Родом он был из Белоруссии, среднюю школу кончил в Могилеве, где до сих пор живо и сердечно хранят его память. Белорусское происхождение изредка выдавали ударения. В слове «товарищество» он нажимал на третий слог от начала. Слово это он любил и произносил с торжественным оттенком: «Пусть наше товарищество будет на всю жизнь».
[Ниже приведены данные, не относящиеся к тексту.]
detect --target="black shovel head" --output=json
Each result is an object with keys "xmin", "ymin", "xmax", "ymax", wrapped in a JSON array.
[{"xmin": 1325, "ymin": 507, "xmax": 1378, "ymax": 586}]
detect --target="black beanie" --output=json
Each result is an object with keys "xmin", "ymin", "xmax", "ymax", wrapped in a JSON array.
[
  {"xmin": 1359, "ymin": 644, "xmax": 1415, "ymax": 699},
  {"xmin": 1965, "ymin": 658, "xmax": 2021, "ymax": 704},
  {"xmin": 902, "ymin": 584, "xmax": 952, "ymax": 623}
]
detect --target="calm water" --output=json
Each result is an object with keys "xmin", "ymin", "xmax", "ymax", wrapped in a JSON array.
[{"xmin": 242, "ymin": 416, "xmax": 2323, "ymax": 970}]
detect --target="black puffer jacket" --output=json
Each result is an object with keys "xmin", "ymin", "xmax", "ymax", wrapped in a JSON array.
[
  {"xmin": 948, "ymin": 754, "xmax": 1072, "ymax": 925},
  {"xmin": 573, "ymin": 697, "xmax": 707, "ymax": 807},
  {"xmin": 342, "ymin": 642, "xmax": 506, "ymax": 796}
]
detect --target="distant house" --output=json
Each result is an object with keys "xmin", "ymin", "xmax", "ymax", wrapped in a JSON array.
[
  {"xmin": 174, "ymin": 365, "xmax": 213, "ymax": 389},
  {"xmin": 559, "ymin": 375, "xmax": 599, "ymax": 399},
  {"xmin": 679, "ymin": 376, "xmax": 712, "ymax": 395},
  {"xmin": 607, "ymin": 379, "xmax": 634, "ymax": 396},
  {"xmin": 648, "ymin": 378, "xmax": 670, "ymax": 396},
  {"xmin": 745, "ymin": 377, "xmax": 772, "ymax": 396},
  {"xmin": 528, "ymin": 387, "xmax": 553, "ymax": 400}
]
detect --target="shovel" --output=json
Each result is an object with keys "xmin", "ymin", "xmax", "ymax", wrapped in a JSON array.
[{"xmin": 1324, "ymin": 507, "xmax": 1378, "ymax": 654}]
Товарищем он остался до последнего своего вздоха. Верным, крепким, мужественным. Весь первый курс ИФЛИ мы присматривались друг к другу, а перед началом каникул уговорились предпринять большое путешествие «по путям Горького». В компанию с нами вошли Костя Лащенко и Саша Белай. Решили на лодке спуститься по Волге, потом перекочевать на Дон и через Азовское море в Крым. Туризм был тогда далеко не так распространен, как теперь, но целевая установка путешествия казалась убедительной, и нам выдали маршрутную книжку, которую я недавно обнаружил среди старых рукописей. В книжке сохранились печати обкомов и горкомов комсомола, где мы отмечали свои остановки на долгом пути.